Lucas Jushinski, owner of a non-profit medical marijuana dispensary in Freeland, also applied to run a recreational marijuana store. Citing all of the issues Cooke has faced, particularly in procuring product, he decided to wait and see what comes of the first six months or year of operation.

“I think there’s gonna be a lot of problems in the first wave,” Jushinski said. 

Selling marijuana at too high of a cost didn’t make sense to Jushinski, who has run his medical cannabis store for two years and offers it between $10 and $15 per gram. Some stores that were able to have product on-hand this week were selling weed for up to $27 per gram. With taxes, it pushed past $30 per gram, almost three times as much as its street value, he said. If the state and stores can’t find a way to bring the cost down, they may not convert illegal marijuana sales into tax revenue.

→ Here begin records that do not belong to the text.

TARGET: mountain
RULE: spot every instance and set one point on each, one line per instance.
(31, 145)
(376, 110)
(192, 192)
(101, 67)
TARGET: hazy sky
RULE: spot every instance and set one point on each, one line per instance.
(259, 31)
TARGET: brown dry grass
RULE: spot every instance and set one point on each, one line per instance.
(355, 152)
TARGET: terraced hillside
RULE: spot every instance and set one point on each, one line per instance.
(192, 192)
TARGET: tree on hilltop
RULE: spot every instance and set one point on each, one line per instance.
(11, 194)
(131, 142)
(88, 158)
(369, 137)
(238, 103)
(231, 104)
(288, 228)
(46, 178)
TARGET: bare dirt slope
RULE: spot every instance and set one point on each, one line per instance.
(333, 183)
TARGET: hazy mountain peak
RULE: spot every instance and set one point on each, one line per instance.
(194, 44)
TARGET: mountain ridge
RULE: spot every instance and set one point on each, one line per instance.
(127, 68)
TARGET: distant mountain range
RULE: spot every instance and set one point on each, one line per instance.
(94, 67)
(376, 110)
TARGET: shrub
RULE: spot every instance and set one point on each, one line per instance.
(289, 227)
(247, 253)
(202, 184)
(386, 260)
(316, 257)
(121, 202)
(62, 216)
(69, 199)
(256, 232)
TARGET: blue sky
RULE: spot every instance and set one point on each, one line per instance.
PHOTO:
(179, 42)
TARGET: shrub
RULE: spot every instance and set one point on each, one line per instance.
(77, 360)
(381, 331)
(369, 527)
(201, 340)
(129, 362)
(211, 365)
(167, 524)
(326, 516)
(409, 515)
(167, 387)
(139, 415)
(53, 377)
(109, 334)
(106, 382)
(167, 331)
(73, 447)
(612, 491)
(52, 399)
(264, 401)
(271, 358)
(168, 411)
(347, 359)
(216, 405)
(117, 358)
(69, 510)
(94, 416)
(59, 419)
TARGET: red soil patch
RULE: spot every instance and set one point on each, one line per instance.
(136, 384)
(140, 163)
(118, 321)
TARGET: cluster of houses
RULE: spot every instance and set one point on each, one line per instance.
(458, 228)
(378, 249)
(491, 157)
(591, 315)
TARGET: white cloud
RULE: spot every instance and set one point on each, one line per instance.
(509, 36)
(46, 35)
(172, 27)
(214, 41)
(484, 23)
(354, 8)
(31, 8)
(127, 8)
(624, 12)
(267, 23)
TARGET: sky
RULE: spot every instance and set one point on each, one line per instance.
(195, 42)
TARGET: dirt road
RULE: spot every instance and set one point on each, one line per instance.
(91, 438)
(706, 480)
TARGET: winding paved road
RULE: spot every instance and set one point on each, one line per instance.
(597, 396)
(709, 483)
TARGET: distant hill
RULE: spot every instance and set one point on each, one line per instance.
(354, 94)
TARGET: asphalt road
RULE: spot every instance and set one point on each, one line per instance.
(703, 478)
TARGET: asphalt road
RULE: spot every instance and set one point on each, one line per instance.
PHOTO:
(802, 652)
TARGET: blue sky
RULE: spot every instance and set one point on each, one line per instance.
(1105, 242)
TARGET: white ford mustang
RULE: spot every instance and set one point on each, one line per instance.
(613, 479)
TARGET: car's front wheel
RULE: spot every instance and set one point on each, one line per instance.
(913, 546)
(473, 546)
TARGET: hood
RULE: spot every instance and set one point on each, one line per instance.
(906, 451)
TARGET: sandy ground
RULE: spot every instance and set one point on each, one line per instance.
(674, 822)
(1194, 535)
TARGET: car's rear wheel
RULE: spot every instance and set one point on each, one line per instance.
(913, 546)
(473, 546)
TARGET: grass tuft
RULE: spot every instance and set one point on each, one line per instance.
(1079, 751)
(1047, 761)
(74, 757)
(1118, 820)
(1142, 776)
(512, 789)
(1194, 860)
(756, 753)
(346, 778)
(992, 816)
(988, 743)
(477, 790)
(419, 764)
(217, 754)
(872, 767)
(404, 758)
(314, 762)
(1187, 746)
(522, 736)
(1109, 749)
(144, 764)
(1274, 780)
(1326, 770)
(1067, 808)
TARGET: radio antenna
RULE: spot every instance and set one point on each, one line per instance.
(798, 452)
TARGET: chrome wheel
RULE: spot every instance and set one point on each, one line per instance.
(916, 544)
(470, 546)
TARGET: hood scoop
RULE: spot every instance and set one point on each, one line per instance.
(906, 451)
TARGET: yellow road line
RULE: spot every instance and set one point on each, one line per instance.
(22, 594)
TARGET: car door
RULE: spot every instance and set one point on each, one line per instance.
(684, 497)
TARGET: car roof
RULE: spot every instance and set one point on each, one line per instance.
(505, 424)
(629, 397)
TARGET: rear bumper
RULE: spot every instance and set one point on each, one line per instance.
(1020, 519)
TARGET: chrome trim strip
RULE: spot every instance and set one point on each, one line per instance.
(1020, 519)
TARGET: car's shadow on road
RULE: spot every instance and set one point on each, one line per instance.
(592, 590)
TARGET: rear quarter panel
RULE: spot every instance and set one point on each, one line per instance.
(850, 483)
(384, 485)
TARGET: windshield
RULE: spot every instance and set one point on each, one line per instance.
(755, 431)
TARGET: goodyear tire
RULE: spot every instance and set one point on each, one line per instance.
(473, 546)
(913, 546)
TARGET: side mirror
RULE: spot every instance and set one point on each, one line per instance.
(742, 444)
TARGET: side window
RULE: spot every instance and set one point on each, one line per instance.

“I think there’s already a lot of cannabis on the island from the black market, so I don’t think there’s a big need for people to buy it when they can get it from their neighbor,” Jushinski said, adding that high sales costs could keep him from ever opening a retail marijuana store.

Island County Economic Development Council Director Ron Nelson anticipated marijuana sales drumming up more money for the state and county.

“From an economic standpoint, it’s going to generate a lot of tax revenue, for the state especially, which could help the General Fund,” Nelson said. “It has the potential, as we’ve seen in Colorado, in increasing the number of visitors … Recreational marijuana tourism, that could lead to increased tourism in the Langley area and increased economic activity.”

“It will be fascinating to track what kind of an impact it does have,” he added.